Nino m’a accueilli tout sourire dans sa
maison sise dans le village de San José,
situé dans l’intérieur des terres à 8km de
San Antonio.
En dehors du fait que la campagne autour de
la maison est superbe et que la maison
elle-même en plus d’être très agréable est
très fonctionnelle, j’ai eu l’occasion de
retrouver d’autres pratiquants (et non-pratiquants)
de différentes nationalités : espagnols,
allemands autrichiens, français, italien. Ce
cosmopolitisme confère à ce stage tout son
charme, les repas pris en commun et les
moments de détente alternent avec les
séances d’entraînement.
Toutes les personnes présentes durant les
quinze jours de ce stage se sont montrées
extrêmement sympathiques, joviales, humaines
et empreinte de modestie et d’humilité.
Les niveaux de pratique et de maîtrise
étaient variés permettant ainsi à chacun de
s’enrichir de l’autre.
La première soirée Nino m’a invité à un
chisao avec lui. Sous les yeux de
l’assistance j’ai du « affronter » The
Master.
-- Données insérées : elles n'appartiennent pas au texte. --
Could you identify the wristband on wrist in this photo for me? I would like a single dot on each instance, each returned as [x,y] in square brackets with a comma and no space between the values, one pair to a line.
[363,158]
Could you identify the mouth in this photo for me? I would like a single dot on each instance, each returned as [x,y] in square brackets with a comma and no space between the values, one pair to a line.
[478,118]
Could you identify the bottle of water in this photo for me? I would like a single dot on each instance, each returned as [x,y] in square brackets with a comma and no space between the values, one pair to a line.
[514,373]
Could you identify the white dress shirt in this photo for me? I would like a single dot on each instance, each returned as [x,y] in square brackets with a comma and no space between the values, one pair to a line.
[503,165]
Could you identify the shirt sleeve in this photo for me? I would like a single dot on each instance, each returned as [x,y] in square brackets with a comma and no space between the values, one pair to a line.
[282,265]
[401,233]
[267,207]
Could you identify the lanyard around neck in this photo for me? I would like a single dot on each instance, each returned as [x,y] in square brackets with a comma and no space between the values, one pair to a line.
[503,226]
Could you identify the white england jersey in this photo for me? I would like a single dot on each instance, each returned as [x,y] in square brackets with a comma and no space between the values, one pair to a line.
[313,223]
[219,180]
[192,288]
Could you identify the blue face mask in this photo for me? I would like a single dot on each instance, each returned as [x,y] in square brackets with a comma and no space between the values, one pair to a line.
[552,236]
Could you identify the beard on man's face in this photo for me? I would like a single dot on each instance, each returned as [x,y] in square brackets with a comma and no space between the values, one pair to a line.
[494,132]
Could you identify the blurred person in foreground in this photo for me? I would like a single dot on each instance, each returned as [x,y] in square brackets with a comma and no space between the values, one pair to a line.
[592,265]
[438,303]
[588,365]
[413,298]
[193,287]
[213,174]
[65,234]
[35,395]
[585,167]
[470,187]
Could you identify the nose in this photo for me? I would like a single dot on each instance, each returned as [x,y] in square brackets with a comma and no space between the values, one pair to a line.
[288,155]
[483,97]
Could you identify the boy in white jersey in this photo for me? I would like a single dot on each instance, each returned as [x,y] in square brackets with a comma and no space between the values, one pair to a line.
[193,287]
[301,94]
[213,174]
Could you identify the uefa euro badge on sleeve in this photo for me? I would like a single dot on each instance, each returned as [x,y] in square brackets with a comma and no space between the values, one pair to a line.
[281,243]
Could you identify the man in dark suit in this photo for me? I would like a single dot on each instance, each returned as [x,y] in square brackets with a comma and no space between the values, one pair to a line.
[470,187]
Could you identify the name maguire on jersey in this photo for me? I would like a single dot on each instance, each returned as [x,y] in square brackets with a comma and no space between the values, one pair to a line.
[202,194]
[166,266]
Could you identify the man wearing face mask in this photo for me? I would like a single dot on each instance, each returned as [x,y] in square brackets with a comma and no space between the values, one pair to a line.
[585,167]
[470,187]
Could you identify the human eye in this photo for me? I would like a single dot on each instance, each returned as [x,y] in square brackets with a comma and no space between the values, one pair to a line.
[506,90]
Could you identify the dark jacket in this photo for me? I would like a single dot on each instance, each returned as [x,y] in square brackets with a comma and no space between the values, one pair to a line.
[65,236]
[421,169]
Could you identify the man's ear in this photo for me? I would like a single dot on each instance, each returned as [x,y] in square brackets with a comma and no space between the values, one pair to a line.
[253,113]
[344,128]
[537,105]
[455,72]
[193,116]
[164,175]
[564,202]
Et là ce fut un grand moment de
solitude et de désarroi.
En effet, je n’avais jamais eu l’occasion de
croiser les bras avec Nino et j’ai éprouvé
maintes difficultés à préserver mon
intégrité physique devant les assauts
répétés de celui qui allait quinze jours
durant me conseiller, me corriger, me
guider. Je crois que Nino, en dehors du
rituel d’accueil qui consiste à convier tout
nouvel arrivant à un chisao, se livre à une
première évaluation de l’individu avec
lequel il tourne à ce moment.
Durant les deux jours qui ont suivi,
l’évaluation silencieuse a continué. Dès le
lendemain, nous avons effectué Siu Nim Tao,
puis des séries de punchs ainsi que le twist
devant les yeux experts de Nino. Celui-ci
scrute, regarde, détaille, teste et au terme
de cette phase d’évaluation, il a une idée
précise du niveau et surtout des axes de
travail qu’il va proposer à chaque stagiaire.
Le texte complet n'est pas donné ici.